Due diligence guy here.

VCs don't necessarily do rigorous due diligence, especially at the early stages (where ICO's typically play). That being said, VC's typically do some soft diligence checks that investors of ICO wouldn't normally do, for example: personal check backgrounds within their own network, personnel reference checks, review potentially proprietary/confidential information, etc. So it's not necessarily that they have monetary resources to expend during the transaction process, but rather informal/trusted resources at their expense.


It's unlikely that VCs have more resources then the collective internet though. Of course there will be scams, but there are scams with or without VCs.

The question is -- should only VCs have the opportunity?


>more resources than the collective internet

My understanding is that, taking cryptocurrency as an example, crowds of uninformed investors will stampede on something that's popular rather than something that's necessarily an objectively good investment.

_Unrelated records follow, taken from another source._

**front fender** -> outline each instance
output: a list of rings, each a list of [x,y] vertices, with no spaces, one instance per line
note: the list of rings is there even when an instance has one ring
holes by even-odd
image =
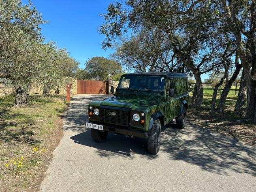
[[[156,112],[151,115],[150,120],[149,121],[149,125],[148,130],[149,131],[151,129],[153,126],[154,122],[157,119],[158,119],[160,117],[163,116],[163,113],[161,111]]]

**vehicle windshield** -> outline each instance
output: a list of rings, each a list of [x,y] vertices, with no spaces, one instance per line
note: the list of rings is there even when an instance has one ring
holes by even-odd
[[[165,79],[160,76],[127,75],[121,77],[118,89],[160,92],[165,84]]]

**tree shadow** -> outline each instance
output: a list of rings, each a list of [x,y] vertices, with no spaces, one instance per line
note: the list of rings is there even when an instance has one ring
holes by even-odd
[[[33,128],[34,121],[31,117],[17,113],[4,113],[5,118],[0,121],[0,141],[17,145],[17,143],[27,143],[34,145],[41,141],[33,138],[35,134],[30,128]],[[14,119],[22,119],[22,121]]]
[[[88,103],[111,96],[87,96],[73,99],[74,102],[70,103],[66,113],[64,128],[77,132],[70,139],[77,143],[95,148],[95,153],[102,158],[153,160],[163,156],[168,157],[167,161],[183,161],[198,166],[203,171],[218,174],[228,175],[232,171],[256,176],[255,147],[201,128],[190,122],[189,119],[183,129],[177,128],[173,123],[163,128],[160,151],[157,155],[148,153],[145,140],[140,138],[110,133],[105,142],[96,143],[91,138],[90,130],[85,128]]]

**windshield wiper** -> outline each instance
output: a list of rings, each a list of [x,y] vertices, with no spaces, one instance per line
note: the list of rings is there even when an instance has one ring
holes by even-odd
[[[150,88],[148,87],[147,86],[144,85],[142,85],[142,84],[141,85],[139,85],[140,86],[141,86],[141,87],[143,87],[147,88],[149,91],[152,91],[152,90],[151,90],[151,89],[150,89]]]

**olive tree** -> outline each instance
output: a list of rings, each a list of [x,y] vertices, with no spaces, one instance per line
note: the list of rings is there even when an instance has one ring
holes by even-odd
[[[50,95],[50,91],[63,83],[63,78],[75,76],[79,63],[71,58],[64,49],[59,49],[52,42],[42,45],[43,58],[42,68],[38,77],[43,87],[44,96]]]
[[[0,77],[12,82],[15,105],[21,107],[27,102],[29,85],[40,73],[39,25],[44,21],[30,2],[20,0],[1,1],[0,16]]]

Regardless of your thoughts on cryptocurrency as a concept, I would say an intelligent investor would balk at the kind of ICOs and prices we're seeing.

A lot of this, I think, can be explained by simple psychological concepts like repetitive attraction (seeing something in the news again and again makes you more comfortable with it), good first-impression traits (GOOGL performing better because it's more pronounceable than TWTQR), and other things that have been fuxing with the stock market for decades.

The market has never been rational, and as I've learned from crowd-funding campaigns, the internet didn't make that situation any more rational.